Les Musées Royaux des Beaux-Arts de Bruxelles fêtent en beauté les 80 ans du peintre Pierre Alechinsky, originaire de la capitale belge. L’occasion d’une redécouverte de l’œuvre de l’ex-membre du groupe Cobra, dont l’intransigeance face à la liberté de représentation n’a pas faibli.
Jeunesse Cobra
Affichiste de formation, Pierre Alechinsky se définit lui-même comme « un peintre qui vient de l’imprimerie », ce dont atteste son talent pour la mise en page, qu’il remplit allègrement, et son usage systématique du papier. Issu d’une génération décidée à renverser tous les classicismes et fortement influencée par le surréalisme et la libération des consciences, l’artiste, né en 1927, rejoint très jeune, en 1949, le groupe CoBrA, qui compte également comme membres Karel Appel ou Asger Jorn, et qui prône en peinture « la liberté, la spontanéité et l’expérimentation ».

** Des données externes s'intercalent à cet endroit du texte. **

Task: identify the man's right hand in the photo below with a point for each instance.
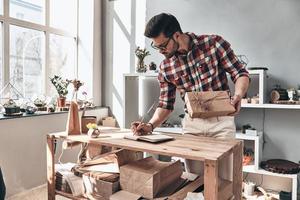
(139, 128)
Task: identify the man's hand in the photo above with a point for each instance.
(139, 128)
(236, 102)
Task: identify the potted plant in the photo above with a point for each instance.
(141, 54)
(61, 87)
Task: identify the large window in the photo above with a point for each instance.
(40, 41)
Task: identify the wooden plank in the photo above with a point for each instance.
(225, 189)
(238, 170)
(211, 180)
(171, 148)
(191, 187)
(50, 168)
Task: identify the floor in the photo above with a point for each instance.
(38, 193)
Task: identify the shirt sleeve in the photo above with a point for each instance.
(229, 61)
(167, 93)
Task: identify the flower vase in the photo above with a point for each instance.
(61, 102)
(140, 66)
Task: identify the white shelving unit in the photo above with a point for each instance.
(256, 144)
(274, 181)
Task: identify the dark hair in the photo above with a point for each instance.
(162, 23)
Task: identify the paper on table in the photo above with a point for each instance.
(107, 167)
(155, 137)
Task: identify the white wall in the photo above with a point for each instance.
(267, 32)
(122, 22)
(23, 148)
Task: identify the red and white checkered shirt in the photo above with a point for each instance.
(203, 68)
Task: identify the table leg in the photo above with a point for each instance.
(237, 171)
(211, 178)
(50, 168)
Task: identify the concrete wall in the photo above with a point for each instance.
(267, 32)
(23, 149)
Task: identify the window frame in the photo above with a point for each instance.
(6, 21)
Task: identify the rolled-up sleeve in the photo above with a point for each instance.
(229, 61)
(167, 93)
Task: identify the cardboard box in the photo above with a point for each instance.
(122, 195)
(109, 121)
(148, 177)
(208, 104)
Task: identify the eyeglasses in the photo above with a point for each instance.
(161, 46)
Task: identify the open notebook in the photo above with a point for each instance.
(154, 138)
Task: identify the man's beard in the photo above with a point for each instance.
(172, 53)
(169, 55)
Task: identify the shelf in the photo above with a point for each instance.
(150, 74)
(271, 106)
(251, 169)
(243, 136)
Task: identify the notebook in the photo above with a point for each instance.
(153, 138)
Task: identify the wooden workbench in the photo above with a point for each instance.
(209, 150)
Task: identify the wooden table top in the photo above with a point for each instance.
(184, 146)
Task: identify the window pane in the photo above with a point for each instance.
(1, 7)
(27, 60)
(1, 59)
(28, 10)
(69, 9)
(62, 59)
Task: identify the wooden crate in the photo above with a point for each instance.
(96, 186)
(149, 176)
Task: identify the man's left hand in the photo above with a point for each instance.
(236, 102)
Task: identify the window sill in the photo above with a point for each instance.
(42, 113)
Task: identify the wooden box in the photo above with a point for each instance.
(148, 177)
(101, 184)
(208, 104)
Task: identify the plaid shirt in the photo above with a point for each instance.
(203, 68)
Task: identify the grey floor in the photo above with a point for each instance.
(38, 193)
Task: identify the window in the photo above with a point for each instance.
(26, 60)
(42, 42)
(29, 10)
(1, 59)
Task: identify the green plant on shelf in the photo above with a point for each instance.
(60, 85)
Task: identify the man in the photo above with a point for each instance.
(193, 63)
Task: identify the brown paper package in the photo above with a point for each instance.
(208, 104)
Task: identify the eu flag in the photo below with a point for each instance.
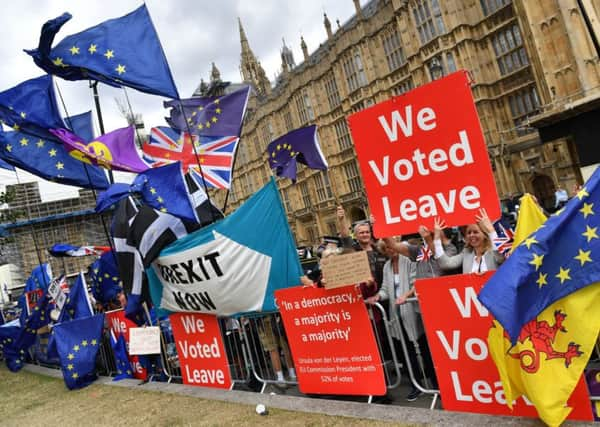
(50, 160)
(300, 145)
(77, 343)
(553, 262)
(165, 190)
(31, 106)
(77, 304)
(210, 115)
(123, 51)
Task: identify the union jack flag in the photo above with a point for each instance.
(504, 239)
(208, 156)
(424, 253)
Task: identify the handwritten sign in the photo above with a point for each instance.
(343, 270)
(144, 340)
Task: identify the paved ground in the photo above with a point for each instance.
(290, 399)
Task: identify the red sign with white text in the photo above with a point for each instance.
(120, 325)
(200, 349)
(332, 341)
(422, 155)
(457, 326)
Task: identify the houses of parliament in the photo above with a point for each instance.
(535, 74)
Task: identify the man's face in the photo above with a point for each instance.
(363, 234)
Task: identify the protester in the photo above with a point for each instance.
(479, 254)
(399, 274)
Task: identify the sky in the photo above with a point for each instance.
(194, 33)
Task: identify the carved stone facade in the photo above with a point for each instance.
(525, 58)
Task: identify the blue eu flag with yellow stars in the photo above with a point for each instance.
(559, 258)
(123, 51)
(210, 115)
(77, 343)
(298, 146)
(50, 160)
(31, 107)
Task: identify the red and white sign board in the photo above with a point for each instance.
(332, 341)
(457, 326)
(422, 155)
(200, 349)
(121, 325)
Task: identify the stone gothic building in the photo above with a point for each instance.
(535, 73)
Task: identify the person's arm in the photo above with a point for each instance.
(343, 225)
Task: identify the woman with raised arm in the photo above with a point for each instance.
(479, 254)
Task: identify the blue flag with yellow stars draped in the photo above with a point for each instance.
(553, 262)
(78, 303)
(77, 343)
(50, 160)
(123, 51)
(300, 145)
(31, 107)
(121, 360)
(104, 275)
(209, 115)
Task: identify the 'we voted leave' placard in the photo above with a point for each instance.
(423, 155)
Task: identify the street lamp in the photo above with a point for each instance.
(435, 69)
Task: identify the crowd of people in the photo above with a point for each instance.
(397, 262)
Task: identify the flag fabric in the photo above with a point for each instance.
(77, 343)
(121, 359)
(552, 350)
(164, 189)
(64, 249)
(81, 125)
(50, 160)
(530, 217)
(223, 268)
(503, 241)
(78, 304)
(424, 253)
(212, 155)
(210, 115)
(115, 150)
(550, 264)
(31, 107)
(123, 51)
(300, 145)
(104, 275)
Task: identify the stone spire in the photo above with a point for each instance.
(252, 71)
(304, 48)
(287, 58)
(327, 26)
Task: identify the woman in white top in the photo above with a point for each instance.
(479, 254)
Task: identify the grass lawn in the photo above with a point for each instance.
(28, 399)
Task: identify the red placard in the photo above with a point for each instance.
(200, 349)
(332, 341)
(457, 326)
(422, 155)
(120, 325)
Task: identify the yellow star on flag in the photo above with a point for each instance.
(590, 233)
(584, 256)
(582, 193)
(537, 261)
(541, 281)
(587, 209)
(563, 275)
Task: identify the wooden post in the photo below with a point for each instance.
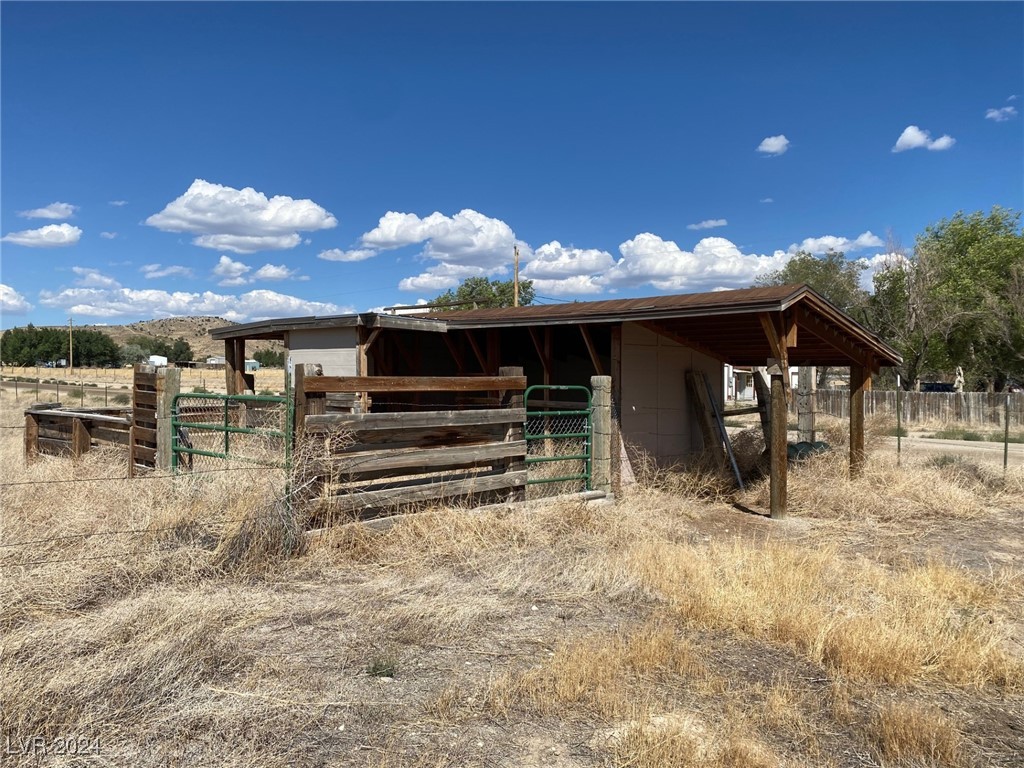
(860, 378)
(80, 440)
(779, 464)
(168, 386)
(805, 403)
(616, 408)
(230, 367)
(31, 436)
(601, 446)
(513, 398)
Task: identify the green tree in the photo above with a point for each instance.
(956, 301)
(833, 275)
(485, 294)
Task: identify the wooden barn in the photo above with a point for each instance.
(647, 346)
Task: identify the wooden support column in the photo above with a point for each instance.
(168, 387)
(616, 408)
(31, 437)
(595, 360)
(514, 398)
(779, 463)
(80, 440)
(860, 381)
(230, 367)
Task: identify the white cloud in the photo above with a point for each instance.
(708, 224)
(878, 263)
(124, 302)
(11, 302)
(913, 137)
(153, 271)
(554, 262)
(357, 254)
(52, 211)
(273, 271)
(578, 285)
(89, 278)
(1000, 115)
(466, 245)
(231, 272)
(827, 243)
(774, 144)
(714, 263)
(241, 220)
(51, 236)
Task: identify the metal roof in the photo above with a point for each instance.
(724, 324)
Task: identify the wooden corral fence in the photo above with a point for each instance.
(53, 430)
(968, 409)
(376, 463)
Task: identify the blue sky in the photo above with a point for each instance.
(255, 160)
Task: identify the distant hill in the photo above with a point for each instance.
(194, 330)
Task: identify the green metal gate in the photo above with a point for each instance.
(559, 439)
(246, 428)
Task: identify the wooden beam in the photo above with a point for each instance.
(828, 335)
(412, 420)
(590, 348)
(779, 457)
(424, 460)
(545, 358)
(615, 355)
(680, 339)
(476, 350)
(457, 355)
(860, 378)
(230, 366)
(413, 383)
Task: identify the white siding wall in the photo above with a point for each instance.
(334, 348)
(656, 414)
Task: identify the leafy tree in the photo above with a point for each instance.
(833, 275)
(957, 300)
(485, 294)
(132, 353)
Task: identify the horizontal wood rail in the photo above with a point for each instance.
(313, 384)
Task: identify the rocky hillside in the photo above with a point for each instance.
(194, 330)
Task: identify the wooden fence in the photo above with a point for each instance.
(968, 409)
(370, 464)
(56, 431)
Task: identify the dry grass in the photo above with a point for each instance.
(636, 634)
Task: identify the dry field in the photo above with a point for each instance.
(185, 623)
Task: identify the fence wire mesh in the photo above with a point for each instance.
(210, 431)
(557, 454)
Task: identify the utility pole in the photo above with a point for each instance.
(515, 284)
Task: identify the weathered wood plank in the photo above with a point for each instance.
(53, 448)
(394, 498)
(145, 398)
(412, 383)
(413, 420)
(144, 455)
(425, 460)
(118, 436)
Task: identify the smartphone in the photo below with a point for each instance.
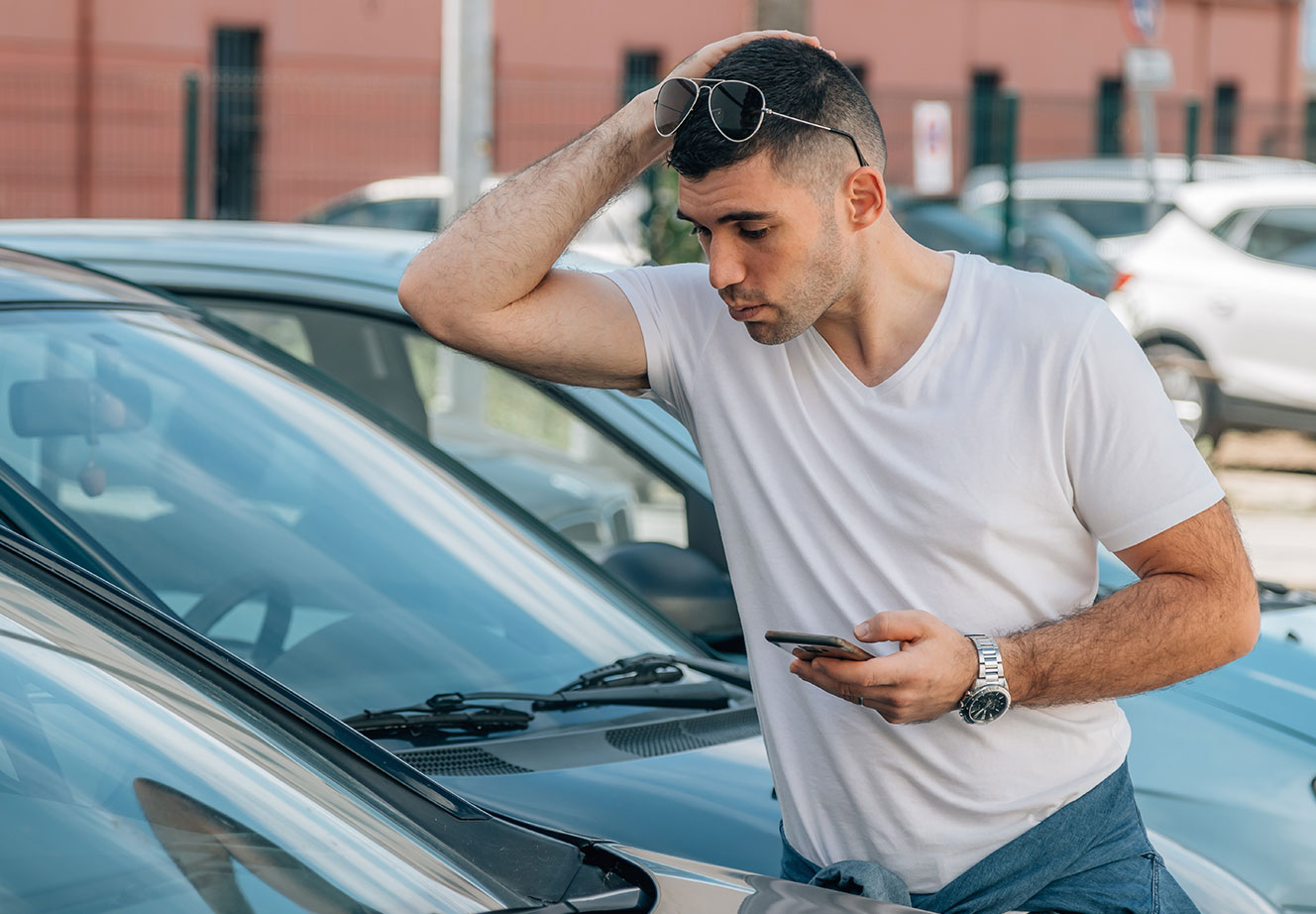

Si le groupe se dissout dès 1951, la ligne de conduite commune, pure et dure, marque à jamais ses membres, et rejoint l’esthétique des expressionnistes abstraits américains : ainsi la toile Les Grands Transparents (1958) est-elle travaillée au sol, comme le faisait Jackson Pollock, permettant la libération du geste. Pollock a-t-il influencé Alechinsky ? On retiendra surtout chez le peintre belge la révélation majeure de la calligraphie orientale, et à travers elle, l’importance du signe, la pratique de la peinture au sol, où, comme chez Pollock, le corps en mouvement signifie que la peinture n’est pas simplement la trace d’un geste, mais aussi le geste lui-même. Pour l’artiste, le brouillon n’existe pas, puisque chaque geste a un sens : « On ne choisit pas un contenu, on le subit », affirme-t-il.

Expérimentations
Défiant toujours plus les capacités plastiques du médium, Pierre Alechinsky réalise des lithographies, sculpte des livres et triture la représentation. A partir des années 80-90 apparaissent dans ses œuvres des estampages de mobilier urbain, notamment de bouches d’égouts ou de grilles d’arbres : Passerelle I ou Arènes (1986), montrent comment, comme dans le cubisme de Braque et Picasso, l’élément prélevé au réel prend sens.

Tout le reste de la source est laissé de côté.